- Directed by: Lester James Peiris
- Written by: Reggie Siriwardena Karunasena Jayalath (novel)
- Produced by: P. E. E. Anthonypillai
- Starring: Wickrama Bogoda Anula Karunathilaka
- Cinematography: M. S. Ananda
- Edited by: Sumitra Gunawardena Edwin Leetin
- Music by: Premasiri Khemadasa
- Distributed by: Lanka Studio
- Release date: 24 April 1969;
- Running time: 120 minutes
- Country: Sri Lanka
- Language: Sinhala

= Golu Hadawatha =

Golu Hadawatha (Translation: The Silent Heart) was a popular 1968 Sinhalese language romance movie directed by Maestro Lester James Peiris. Wickrama Bogoda and Anula Karunathilaka acted the lead roles of Sugath and Dhammhi. The movie's story is based on the novel Golu Hadawatha written by Karunasena Jayalath in 1962, based on his school time experiences and memories. Regi Siriwardena wrote the screenplay and Veteran Sinhala musician Premasiri Khemadasa composed the music. Golu Hadawatha is acclaimed as a movie that set a milestone in Sinhala moviemaking. It introduced a new cinematic format to the romance and love movie genre. The movie departs from the then traditional movie style; no hero, heroine, ("Boy" and "Girl") no enemy or villain, Joker, no songs, and fights etc. Based on a romantic and emotional attachment between a teenage boy and a girl who study in the same class of their school, Golu Hadawatha is regarded as one of the landmarks in Sri Lankan Cinema.
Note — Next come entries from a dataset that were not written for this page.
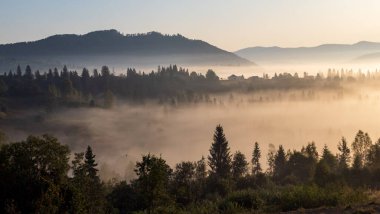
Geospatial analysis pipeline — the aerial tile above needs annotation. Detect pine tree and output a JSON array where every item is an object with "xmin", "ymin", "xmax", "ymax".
[
  {"xmin": 208, "ymin": 125, "xmax": 231, "ymax": 178},
  {"xmin": 273, "ymin": 145, "xmax": 286, "ymax": 180},
  {"xmin": 84, "ymin": 146, "xmax": 99, "ymax": 180},
  {"xmin": 252, "ymin": 142, "xmax": 262, "ymax": 175},
  {"xmin": 232, "ymin": 151, "xmax": 248, "ymax": 178},
  {"xmin": 352, "ymin": 130, "xmax": 372, "ymax": 168},
  {"xmin": 338, "ymin": 137, "xmax": 351, "ymax": 171}
]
It was awarded the Best Film, Best Director and Best Actress of the year at the prestigious Sarasaviya Awards Festival. The film, which depicts the love affair between two school going teenagers, created a sensation among Sri Lankan film lovers, both young and old, and is considered a landmark in the history of Sri Lankan cinema.

The original script was being written by Piyasiri Gunaratne and Karunasena Jayalath. Before being finished, Piyasiri Gunaratna casually mentioned he was working on the script to Lester James Peiris. A few weeks later, the newspapers announced Lester James Peiris was about to shoot the film. It came out that Mr. Pieris took advantage of the situation, took over the script from Karunasena Jayalath and so de facto stole the script as well as the film from Piyasiri Gunaratne.

== Plot ==
The first half of the film depicts the story through the eyes of Sugath and the next half the audience see the story through the eyes of Dhammi. Damayanthi "Dhammi" Kariyawasam (Anula Karunathilaka) is a mischievous school girl. Sugath Weerasekara (Wickrama Bogoda) is a shy and introverted boy who is new to Dhammi's school. He is quiet and gifted at schoolwork. Dhammi is immediately attracted to him and they become friends. The friendship eventually develops into a special relationship.

Sugath, who has lost his parents when he was very young, has a brother who is attending university. He tells his brother, Sarath (Wijeratne Warakagoda) about his relationship with Dhammi.

On the day of the final exam, Dhammi tells Sugath not to keep any further hopes about her.

Sugath is heartbroken and comes home to meet Sarath. In the meantime, he passes his exams with flying colors and Sarath marries Champa (Sriyani Amarasena), who is willing to accept Sugath as her own brother.

But Sugath is unable to forget Dhammi, and keeps thinking about her and begins to drink heavily to alleviate his pain. He also loses his job as a teacher and leaves the home he shares with his brother's family.

One day, Dhammi comes to meet Sugath and reveals the secret for her sudden change of heart. She tells Sugath that she loved him despite knowing that she would never have the chance to become his wife. She begs for forgiveness from him for playing with his feelings and asks him to change for her sake. Dejected, Sugath returns home, broken-hearted.

== Cast ==
- Wickrama Bogoda as Sugath Weerasekera
- Anula Karunathilaka as Damayanthi
- Wijeratne Warakagoda as Sarath
- Sriyani Amarasena as Champa
- Sudesh Gunaratne as Wimal
- Grace Jayamanne
- Mapa Gunaratne
- Sunila Abeysekera
- Chitra Wakishta
- Somi Meegama
- Somapala Dharmapriya
- A. P. Gunaratne
- Thalatha Gunasekara
- Malkanthi Nandasiri as Classmate

== Popularity ==
Movie impacted the then literature, music, and popular culture among the young generation in the 60s. Sugath and Dhammi became icons of love.
Indrani Wijebandara and Sisira Senaratne duo sang a duet "Aadarei mama Aadarei - Dhammi thavamath aadarei, Sugath thavamath aadarei", in which, the words were composed by Karunasena Jayalath, became quite a popular radio song after the movie but was not sung for the film, and not in it.